BY KATIE SIMS | JULY 10, 2009 7:10 AM

UI junior Sean Schwabenlander attended a lecture on Islam when he was a sophomore in high school. A year later, he converted to the religion.

He will hear a similar presentation on July 12, but this time he will help organize it.

“We’re trying to reach out and educate non-Muslims about our religion,” said Schwabenlander, an active member of the UI Muslim Student Association. “Whether they want to pursue their interest is up to them.”

The Iowa City Mosque and the UI Muslim Student Association are inviting the community to participate in a lecture at the Iowa City Mosque, 1812 W. Benton St. at 6 p.m.

Aside from the student group’s major début in the community, the discussion will also feature a panel of local Muslim women who will answer questions and dispel common myths about their culture. They hope to generate public discussion surrounding the role of Muslim women and their status in the Islamic faith.

Miriam Amer — the second-term head of the Cedar Rapids Civil Rights Commission — will be the guest speaker.

Amer, a fifth-generation American, often finds herself being shouted at by grocery clerks enunciating their words because they assume she can’t speak English. Strangers on the street have told her to “go back where she came from.”

And the panel expects to confront other stereotypes perpetuated in popular culture, such as the assumption all Muslim women are uneducated and subservient to men.

“When you get most of your information from television, you don’t know what people are really like,” Amer said, “You have to learn firsthand from someone who is actually part of it.”

Another salient topic is the history and reasoning behind wearing the hijab, the traditional headscarf donned by some Muslim women.

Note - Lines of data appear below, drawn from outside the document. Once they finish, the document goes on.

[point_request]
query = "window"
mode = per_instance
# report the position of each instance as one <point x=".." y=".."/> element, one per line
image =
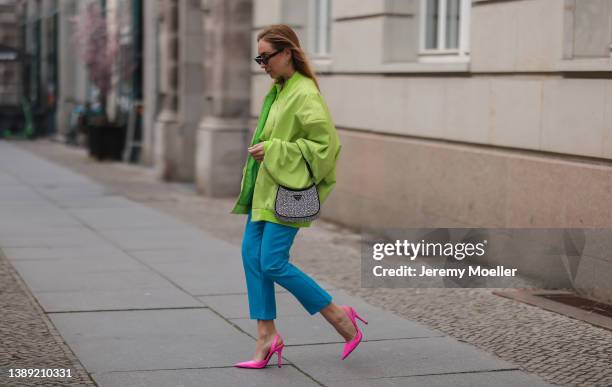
<point x="320" y="27"/>
<point x="445" y="27"/>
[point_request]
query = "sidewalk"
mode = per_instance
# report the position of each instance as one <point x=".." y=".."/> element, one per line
<point x="142" y="298"/>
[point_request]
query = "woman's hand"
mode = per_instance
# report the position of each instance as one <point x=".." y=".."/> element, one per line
<point x="257" y="151"/>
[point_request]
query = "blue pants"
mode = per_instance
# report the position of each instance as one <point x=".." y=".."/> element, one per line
<point x="265" y="257"/>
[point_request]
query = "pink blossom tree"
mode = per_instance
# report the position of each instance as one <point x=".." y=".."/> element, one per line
<point x="97" y="47"/>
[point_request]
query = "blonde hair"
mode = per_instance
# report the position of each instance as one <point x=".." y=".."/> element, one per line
<point x="281" y="36"/>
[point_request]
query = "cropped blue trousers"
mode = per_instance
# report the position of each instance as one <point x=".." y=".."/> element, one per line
<point x="265" y="257"/>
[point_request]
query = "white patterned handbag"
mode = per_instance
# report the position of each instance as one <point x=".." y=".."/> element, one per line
<point x="296" y="206"/>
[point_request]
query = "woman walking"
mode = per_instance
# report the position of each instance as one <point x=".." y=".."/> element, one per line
<point x="295" y="143"/>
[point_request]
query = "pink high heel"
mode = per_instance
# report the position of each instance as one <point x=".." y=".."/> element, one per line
<point x="354" y="342"/>
<point x="264" y="362"/>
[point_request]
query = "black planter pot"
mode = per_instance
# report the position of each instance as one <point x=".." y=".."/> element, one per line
<point x="106" y="142"/>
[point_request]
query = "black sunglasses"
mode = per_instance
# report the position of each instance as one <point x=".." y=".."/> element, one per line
<point x="263" y="59"/>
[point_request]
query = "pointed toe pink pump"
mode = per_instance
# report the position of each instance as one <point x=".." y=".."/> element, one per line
<point x="262" y="363"/>
<point x="354" y="342"/>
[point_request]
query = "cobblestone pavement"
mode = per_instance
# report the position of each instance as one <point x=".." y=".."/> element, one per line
<point x="28" y="339"/>
<point x="559" y="349"/>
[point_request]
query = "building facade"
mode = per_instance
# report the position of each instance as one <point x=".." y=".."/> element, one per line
<point x="452" y="113"/>
<point x="463" y="113"/>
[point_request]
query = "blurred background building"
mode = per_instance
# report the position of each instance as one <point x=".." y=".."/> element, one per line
<point x="452" y="113"/>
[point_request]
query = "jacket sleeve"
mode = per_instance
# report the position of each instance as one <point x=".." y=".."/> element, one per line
<point x="286" y="160"/>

The issue has generated international headlines for years, since former French President Jacques Chirac signed a controversial ban on wearing religious dress — including the hijab — in French public schools.

The treatment and rights of women according to the Koran and the role of Muslim women in modern society will also galvanize conversation.

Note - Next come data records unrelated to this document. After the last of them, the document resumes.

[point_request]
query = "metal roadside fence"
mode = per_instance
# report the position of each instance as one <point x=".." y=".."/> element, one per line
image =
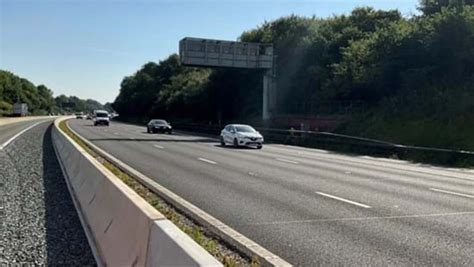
<point x="348" y="144"/>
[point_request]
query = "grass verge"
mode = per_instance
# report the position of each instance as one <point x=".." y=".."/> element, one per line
<point x="209" y="242"/>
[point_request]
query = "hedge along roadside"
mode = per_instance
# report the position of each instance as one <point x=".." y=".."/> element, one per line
<point x="230" y="236"/>
<point x="122" y="228"/>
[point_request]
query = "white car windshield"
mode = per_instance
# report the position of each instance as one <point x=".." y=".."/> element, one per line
<point x="244" y="129"/>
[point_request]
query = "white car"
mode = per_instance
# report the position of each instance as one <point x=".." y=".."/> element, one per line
<point x="241" y="135"/>
<point x="101" y="117"/>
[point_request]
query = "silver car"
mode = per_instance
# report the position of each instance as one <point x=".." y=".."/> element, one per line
<point x="241" y="135"/>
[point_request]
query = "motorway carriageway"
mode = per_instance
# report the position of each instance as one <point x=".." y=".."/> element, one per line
<point x="309" y="206"/>
<point x="11" y="129"/>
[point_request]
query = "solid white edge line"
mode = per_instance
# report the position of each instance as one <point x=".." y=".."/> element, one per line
<point x="18" y="134"/>
<point x="208" y="161"/>
<point x="344" y="200"/>
<point x="286" y="160"/>
<point x="452" y="193"/>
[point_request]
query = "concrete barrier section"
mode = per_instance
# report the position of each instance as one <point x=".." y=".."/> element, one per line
<point x="121" y="226"/>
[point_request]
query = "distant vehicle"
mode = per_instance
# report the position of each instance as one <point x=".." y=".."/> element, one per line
<point x="241" y="135"/>
<point x="20" y="109"/>
<point x="79" y="115"/>
<point x="101" y="117"/>
<point x="160" y="126"/>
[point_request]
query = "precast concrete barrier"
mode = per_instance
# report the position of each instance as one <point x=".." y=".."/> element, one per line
<point x="122" y="228"/>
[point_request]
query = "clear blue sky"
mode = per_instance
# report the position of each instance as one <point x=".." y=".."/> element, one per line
<point x="86" y="47"/>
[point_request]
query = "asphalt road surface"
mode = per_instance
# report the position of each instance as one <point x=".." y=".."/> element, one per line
<point x="310" y="207"/>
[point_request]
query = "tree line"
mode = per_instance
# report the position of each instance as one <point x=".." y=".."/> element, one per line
<point x="39" y="98"/>
<point x="368" y="57"/>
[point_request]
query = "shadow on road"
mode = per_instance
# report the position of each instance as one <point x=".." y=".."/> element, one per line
<point x="66" y="243"/>
<point x="233" y="147"/>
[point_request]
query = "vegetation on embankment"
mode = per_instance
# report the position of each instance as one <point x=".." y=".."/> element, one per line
<point x="407" y="79"/>
<point x="39" y="98"/>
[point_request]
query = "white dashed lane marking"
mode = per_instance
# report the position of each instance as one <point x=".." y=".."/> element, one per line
<point x="344" y="200"/>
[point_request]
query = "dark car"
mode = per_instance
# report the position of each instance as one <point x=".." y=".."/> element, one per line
<point x="160" y="126"/>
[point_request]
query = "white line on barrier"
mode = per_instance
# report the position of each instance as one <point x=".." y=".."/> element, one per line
<point x="208" y="161"/>
<point x="286" y="160"/>
<point x="344" y="200"/>
<point x="452" y="193"/>
<point x="18" y="134"/>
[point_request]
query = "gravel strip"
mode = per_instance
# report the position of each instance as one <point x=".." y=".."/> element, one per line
<point x="39" y="224"/>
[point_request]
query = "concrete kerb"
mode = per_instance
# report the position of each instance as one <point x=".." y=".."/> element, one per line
<point x="226" y="233"/>
<point x="122" y="228"/>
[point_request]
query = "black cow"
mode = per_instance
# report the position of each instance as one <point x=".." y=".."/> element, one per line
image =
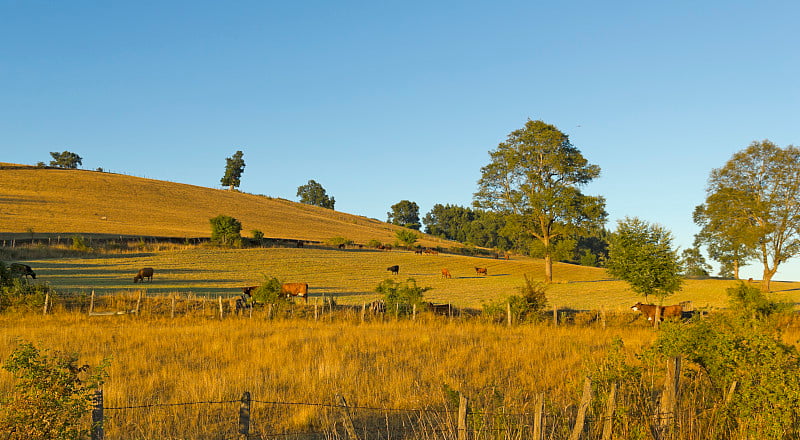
<point x="22" y="270"/>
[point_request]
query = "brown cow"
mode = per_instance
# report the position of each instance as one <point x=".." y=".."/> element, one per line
<point x="143" y="273"/>
<point x="649" y="310"/>
<point x="295" y="289"/>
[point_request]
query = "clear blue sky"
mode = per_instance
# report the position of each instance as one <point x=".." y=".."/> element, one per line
<point x="385" y="101"/>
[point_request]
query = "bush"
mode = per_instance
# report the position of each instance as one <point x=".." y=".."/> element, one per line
<point x="401" y="297"/>
<point x="226" y="231"/>
<point x="52" y="394"/>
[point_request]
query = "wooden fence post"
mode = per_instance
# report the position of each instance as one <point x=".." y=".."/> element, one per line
<point x="463" y="433"/>
<point x="346" y="418"/>
<point x="586" y="399"/>
<point x="138" y="303"/>
<point x="244" y="415"/>
<point x="97" y="416"/>
<point x="608" y="416"/>
<point x="538" y="417"/>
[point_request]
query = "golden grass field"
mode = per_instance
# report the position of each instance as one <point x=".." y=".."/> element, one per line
<point x="392" y="364"/>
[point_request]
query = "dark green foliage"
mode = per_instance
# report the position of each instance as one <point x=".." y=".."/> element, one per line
<point x="751" y="305"/>
<point x="226" y="231"/>
<point x="534" y="179"/>
<point x="406" y="238"/>
<point x="401" y="297"/>
<point x="765" y="403"/>
<point x="694" y="264"/>
<point x="313" y="193"/>
<point x="65" y="159"/>
<point x="751" y="208"/>
<point x="404" y="213"/>
<point x="234" y="167"/>
<point x="52" y="395"/>
<point x="269" y="292"/>
<point x="641" y="254"/>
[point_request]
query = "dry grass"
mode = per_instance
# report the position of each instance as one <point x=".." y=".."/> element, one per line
<point x="51" y="202"/>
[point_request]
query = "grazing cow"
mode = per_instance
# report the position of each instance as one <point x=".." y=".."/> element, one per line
<point x="649" y="310"/>
<point x="377" y="306"/>
<point x="21" y="270"/>
<point x="295" y="289"/>
<point x="146" y="272"/>
<point x="249" y="290"/>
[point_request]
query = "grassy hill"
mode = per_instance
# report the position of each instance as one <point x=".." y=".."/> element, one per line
<point x="45" y="202"/>
<point x="42" y="202"/>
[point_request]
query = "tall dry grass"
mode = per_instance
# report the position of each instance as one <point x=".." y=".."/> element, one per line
<point x="394" y="365"/>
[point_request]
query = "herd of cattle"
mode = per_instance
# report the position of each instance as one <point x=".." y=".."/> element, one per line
<point x="650" y="311"/>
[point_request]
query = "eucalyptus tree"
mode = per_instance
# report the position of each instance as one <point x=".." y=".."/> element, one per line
<point x="754" y="200"/>
<point x="534" y="179"/>
<point x="641" y="254"/>
<point x="234" y="167"/>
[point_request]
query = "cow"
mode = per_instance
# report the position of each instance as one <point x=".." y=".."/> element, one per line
<point x="146" y="272"/>
<point x="249" y="290"/>
<point x="22" y="270"/>
<point x="649" y="310"/>
<point x="295" y="289"/>
<point x="377" y="306"/>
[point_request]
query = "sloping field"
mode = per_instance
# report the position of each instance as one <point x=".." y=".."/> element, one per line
<point x="351" y="276"/>
<point x="43" y="202"/>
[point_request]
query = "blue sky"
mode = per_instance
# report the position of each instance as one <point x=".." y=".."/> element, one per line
<point x="388" y="101"/>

“People see my headscarf and assume I’m from somewhere else,” Amer said. “Which I am; I’m from Connecticut.”

The lecture is a good opportunity for UI students to learn about another culture, she said.

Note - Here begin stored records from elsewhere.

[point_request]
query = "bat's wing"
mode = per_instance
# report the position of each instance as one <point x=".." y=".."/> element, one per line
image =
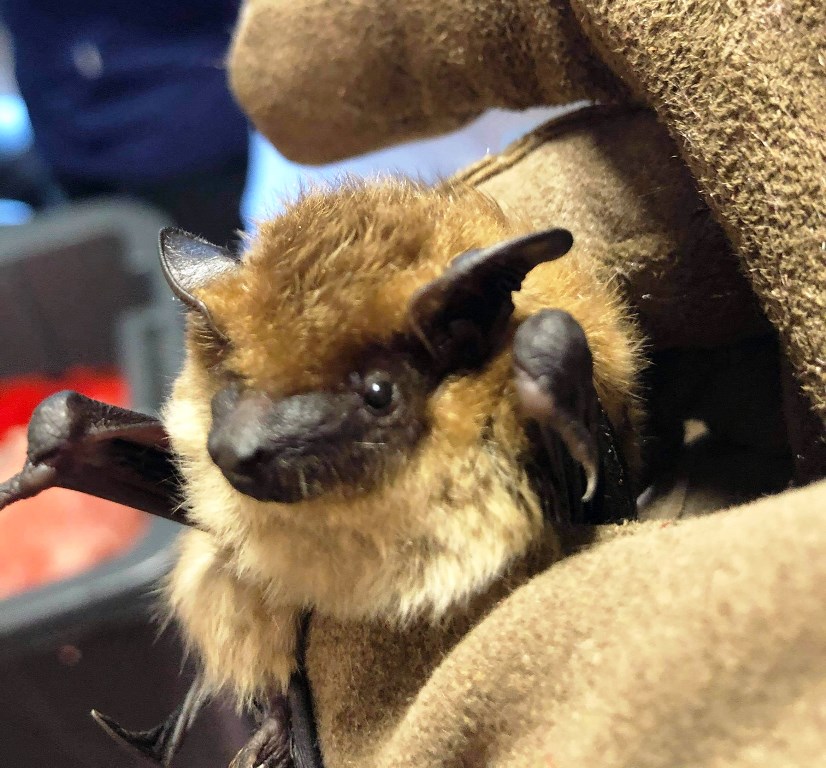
<point x="554" y="381"/>
<point x="162" y="742"/>
<point x="99" y="449"/>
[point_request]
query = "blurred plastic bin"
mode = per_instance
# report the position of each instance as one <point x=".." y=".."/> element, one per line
<point x="82" y="287"/>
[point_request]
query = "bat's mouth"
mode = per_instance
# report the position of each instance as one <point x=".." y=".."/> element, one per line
<point x="284" y="485"/>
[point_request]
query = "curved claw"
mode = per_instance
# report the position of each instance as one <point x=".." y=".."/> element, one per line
<point x="553" y="371"/>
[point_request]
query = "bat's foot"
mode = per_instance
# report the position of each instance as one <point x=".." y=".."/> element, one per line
<point x="161" y="743"/>
<point x="269" y="746"/>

The latest government figures show Muslims made up 0.6 percent of the U.S. adult population in 2007, but Schwabenlander thinks the Iowa City Muslim population is slowly growing.

He worked on promotion for the upcoming event, and used a Facebook group to reach students. He and a few others are in the midst of expanding the UI Muslim Student Association, which has five active members.

The public is encouraged to ask questions and participate in the discussion Sunday night.

“I hope people come with open minds and open hearts,” Amer said.